BECK: OK. Help me with this, Art, because I see that the — like in Connecticut, they have retroactive taxes that they are talking about now, going after people retroactively.
BECK: You have already paid taxes on things and they're going to go back in time and say, "Yes, you need to cough up some more money."
BECK: You have the cigarette tax, which I actually heard somebody on FOX this morning, some woman was on defending it and saying, "Well, people are going to start — they're going to just stop smoking and that's good." No, because that's how you financed SCHIP.
BECK: I mean, people don't understand. Obama may say he's not going to raise taxes but he's raising taxes everywhere. Before you even get to the federal government, your taxes have been raised.

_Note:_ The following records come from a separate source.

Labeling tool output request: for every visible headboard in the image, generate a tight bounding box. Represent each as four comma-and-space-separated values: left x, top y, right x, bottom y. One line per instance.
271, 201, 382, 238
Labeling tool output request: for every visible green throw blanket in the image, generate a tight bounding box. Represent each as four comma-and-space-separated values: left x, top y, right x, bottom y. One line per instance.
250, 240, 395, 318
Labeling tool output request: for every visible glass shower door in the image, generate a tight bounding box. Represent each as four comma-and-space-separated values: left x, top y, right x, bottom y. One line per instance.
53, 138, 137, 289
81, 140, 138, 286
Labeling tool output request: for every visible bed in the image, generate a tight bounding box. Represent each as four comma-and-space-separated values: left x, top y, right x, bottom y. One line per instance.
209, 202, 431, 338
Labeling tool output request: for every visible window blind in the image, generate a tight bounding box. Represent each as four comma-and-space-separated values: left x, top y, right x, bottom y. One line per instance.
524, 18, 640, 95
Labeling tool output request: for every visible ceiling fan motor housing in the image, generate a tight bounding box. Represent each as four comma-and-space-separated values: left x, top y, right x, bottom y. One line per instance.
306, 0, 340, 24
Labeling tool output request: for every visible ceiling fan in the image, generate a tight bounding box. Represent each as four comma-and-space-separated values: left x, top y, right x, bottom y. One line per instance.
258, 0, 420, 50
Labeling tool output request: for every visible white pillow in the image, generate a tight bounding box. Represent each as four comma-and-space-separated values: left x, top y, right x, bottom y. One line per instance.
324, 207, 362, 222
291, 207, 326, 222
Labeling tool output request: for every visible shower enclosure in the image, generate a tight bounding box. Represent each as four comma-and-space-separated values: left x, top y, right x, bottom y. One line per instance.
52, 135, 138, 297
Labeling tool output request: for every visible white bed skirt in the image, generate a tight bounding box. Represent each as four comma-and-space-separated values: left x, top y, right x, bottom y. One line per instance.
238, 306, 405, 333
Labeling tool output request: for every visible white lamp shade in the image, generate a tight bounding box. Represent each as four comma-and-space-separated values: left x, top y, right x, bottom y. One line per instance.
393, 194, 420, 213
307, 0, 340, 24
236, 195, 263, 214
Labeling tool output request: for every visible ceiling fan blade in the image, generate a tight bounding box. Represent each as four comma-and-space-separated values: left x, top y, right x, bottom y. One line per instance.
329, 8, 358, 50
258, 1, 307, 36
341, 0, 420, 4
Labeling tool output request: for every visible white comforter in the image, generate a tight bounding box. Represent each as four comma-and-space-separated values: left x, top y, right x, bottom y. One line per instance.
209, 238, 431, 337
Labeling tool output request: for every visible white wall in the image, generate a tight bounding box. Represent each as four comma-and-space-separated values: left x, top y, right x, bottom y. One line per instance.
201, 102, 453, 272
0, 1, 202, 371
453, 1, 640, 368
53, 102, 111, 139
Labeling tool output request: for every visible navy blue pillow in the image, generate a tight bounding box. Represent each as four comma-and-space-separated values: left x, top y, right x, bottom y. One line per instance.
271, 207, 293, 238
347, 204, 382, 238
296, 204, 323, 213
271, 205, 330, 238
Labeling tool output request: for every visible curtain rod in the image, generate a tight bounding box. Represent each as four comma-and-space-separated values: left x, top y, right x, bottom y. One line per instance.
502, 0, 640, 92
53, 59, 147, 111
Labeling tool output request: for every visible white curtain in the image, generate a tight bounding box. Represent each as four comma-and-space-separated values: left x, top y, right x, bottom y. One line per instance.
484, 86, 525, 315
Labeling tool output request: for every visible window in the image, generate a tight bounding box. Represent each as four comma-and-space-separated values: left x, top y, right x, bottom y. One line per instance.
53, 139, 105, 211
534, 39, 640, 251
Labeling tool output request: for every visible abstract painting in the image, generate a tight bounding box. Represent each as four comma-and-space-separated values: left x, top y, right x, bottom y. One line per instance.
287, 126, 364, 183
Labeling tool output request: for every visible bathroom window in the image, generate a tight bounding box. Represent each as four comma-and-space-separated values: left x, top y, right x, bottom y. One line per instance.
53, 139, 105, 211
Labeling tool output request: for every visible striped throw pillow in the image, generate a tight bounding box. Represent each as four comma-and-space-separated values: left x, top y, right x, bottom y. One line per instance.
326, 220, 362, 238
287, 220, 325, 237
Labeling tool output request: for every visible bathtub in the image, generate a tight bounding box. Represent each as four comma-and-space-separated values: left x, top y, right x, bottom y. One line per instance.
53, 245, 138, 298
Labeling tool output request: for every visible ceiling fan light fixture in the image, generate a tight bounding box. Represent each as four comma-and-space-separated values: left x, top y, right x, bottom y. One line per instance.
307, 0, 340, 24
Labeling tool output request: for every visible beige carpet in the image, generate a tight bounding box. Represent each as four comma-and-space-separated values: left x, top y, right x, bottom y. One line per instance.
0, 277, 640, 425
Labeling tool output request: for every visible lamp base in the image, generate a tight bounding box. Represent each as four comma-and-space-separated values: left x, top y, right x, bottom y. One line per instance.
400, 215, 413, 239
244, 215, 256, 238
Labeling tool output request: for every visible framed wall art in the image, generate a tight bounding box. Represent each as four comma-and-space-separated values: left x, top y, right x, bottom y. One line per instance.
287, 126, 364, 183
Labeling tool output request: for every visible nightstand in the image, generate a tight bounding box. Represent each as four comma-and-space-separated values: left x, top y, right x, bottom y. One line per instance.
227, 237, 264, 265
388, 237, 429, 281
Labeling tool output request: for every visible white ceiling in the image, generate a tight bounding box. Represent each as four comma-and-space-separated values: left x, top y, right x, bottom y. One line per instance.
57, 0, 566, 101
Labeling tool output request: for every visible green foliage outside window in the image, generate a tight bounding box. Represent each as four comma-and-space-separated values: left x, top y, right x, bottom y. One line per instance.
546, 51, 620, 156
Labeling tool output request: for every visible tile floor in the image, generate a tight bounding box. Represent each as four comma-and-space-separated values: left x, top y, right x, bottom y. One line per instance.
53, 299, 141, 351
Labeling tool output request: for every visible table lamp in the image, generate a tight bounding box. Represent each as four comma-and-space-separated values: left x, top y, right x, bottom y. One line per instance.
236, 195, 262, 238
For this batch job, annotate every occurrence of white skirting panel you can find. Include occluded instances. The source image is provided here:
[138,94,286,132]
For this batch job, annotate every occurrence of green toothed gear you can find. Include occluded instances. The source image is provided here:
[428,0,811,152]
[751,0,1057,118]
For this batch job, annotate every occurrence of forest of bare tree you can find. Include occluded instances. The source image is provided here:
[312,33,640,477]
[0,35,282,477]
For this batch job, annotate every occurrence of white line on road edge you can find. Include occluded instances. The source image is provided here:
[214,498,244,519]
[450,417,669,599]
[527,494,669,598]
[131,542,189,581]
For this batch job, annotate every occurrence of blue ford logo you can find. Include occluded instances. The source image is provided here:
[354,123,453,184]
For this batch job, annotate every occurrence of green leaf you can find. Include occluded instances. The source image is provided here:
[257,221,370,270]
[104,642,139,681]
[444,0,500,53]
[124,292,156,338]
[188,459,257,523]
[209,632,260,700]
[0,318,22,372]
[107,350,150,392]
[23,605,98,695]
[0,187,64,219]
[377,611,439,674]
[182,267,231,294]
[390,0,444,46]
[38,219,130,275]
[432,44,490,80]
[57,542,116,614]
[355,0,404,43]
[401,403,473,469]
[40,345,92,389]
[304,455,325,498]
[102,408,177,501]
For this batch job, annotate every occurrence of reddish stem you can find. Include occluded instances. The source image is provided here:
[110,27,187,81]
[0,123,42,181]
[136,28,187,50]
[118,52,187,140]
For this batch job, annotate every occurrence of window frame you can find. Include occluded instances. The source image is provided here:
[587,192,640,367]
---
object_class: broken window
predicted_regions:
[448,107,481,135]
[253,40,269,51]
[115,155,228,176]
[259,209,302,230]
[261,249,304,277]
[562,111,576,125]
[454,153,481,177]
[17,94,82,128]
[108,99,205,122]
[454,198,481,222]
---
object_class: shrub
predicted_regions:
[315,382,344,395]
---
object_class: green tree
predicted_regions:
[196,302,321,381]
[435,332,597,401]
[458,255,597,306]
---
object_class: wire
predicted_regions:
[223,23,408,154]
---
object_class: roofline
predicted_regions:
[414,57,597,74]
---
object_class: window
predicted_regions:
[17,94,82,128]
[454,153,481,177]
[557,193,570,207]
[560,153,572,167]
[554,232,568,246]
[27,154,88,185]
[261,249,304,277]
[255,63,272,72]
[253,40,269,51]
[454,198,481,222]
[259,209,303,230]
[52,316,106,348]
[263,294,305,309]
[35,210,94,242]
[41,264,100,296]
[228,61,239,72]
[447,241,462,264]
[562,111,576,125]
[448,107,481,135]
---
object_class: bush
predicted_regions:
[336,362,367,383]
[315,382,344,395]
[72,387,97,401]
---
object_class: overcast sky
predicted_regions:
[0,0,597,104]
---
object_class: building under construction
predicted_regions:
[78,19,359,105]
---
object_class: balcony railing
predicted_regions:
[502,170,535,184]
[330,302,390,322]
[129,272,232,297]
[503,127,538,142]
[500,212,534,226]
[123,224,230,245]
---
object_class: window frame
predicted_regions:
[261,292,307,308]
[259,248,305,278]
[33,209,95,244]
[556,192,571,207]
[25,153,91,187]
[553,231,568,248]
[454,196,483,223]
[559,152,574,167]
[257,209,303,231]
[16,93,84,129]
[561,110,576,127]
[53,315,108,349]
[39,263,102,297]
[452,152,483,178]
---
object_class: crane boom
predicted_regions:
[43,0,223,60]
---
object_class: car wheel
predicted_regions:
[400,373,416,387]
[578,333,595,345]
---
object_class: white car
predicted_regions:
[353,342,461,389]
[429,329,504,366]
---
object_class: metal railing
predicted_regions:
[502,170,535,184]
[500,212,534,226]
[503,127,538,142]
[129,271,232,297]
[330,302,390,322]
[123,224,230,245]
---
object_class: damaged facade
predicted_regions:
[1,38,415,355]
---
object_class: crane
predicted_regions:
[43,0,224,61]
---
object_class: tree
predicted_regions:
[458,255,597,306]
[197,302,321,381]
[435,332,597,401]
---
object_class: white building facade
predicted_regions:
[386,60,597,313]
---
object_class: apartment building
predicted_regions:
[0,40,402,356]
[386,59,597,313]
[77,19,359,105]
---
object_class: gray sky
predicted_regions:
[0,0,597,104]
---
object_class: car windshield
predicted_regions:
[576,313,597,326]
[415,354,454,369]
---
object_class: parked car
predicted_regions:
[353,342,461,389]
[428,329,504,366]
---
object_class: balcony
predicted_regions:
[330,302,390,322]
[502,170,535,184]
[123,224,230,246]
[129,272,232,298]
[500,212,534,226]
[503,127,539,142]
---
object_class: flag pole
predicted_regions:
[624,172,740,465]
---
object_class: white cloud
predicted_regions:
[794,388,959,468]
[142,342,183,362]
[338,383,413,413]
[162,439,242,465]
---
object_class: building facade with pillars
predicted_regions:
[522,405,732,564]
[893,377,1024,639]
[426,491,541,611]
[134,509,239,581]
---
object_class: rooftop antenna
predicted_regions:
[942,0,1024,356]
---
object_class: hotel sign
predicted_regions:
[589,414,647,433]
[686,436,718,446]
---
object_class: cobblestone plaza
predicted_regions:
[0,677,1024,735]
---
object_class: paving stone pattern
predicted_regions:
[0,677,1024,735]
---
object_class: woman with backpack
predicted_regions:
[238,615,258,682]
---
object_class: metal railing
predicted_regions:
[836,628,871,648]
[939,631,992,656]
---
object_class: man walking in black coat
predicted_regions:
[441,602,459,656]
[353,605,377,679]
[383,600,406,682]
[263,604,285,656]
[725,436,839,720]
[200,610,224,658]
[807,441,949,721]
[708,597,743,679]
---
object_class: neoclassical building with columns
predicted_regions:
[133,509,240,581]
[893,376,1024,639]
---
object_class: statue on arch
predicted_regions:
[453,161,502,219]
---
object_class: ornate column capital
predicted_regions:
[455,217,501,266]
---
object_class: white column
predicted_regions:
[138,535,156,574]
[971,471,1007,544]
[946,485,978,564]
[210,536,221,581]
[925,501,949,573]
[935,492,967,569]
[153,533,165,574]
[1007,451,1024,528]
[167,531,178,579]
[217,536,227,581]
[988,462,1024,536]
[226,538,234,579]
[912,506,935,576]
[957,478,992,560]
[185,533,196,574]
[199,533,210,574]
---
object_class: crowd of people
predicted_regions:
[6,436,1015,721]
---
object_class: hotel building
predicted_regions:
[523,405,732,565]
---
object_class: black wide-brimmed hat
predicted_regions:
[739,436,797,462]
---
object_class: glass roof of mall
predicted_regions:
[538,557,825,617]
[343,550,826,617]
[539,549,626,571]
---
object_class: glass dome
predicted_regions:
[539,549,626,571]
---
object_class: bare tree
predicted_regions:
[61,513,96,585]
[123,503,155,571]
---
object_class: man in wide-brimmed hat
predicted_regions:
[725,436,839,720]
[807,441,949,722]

LAFFER: Let me just do the one on the cigarette tax. If you raise cigarette taxes, as they say, the wonderful side effect is that people will stop smoking. But now, what you're going to do is raise taxes on employment, income, production — do they say the same things? Are they glad that income will be down, income will be down, production will be down? It will have the same deleterious effects.
That is the essence, Glenn, of supply-side economics. These guys, you can't raise taxes on the last three people working. It makes no sense whatsoever. And when you do raise taxes, if you collected money, all you're doing is balancing the government's budget by unbalancing the citizens' budgets.
BECK: So, when these people are going to the tax Tea Party and I've said that there's — the taxes...
LAFFER: Congratulations, by the way.
BECK: What? I'm just attending. The tax Tea Party, you know, the media doesn't understand that the taxes aren't there yet. Oh, they're like, oh, these taxes aren't bad. When does this really start to hit, Art? When do — when do people really wake up?
LAFFER: It's starting to hit right now. As you can see in California, your friend — and by the way, I'm very glad he's OK.
BECK: He is.
LAFFER: But it started happening in California with the overspending, the unfunded liabilities. You're already seeing some of the cities and some of the districts in California threaten bankruptcy. I mean, you see that all over the nation. You're seeing some of the government bonds, some of the corporate bonds having problems.
I mean, in 1837, we had all of the states' principles bankrupt in the United States with the canal bonds.
You know, it really does happen and it can happen. And just because we're 100-some years later doesn't mean that it can't happen to us, it can.
BECK: All right. Thank you very much, Art. I appreciate it.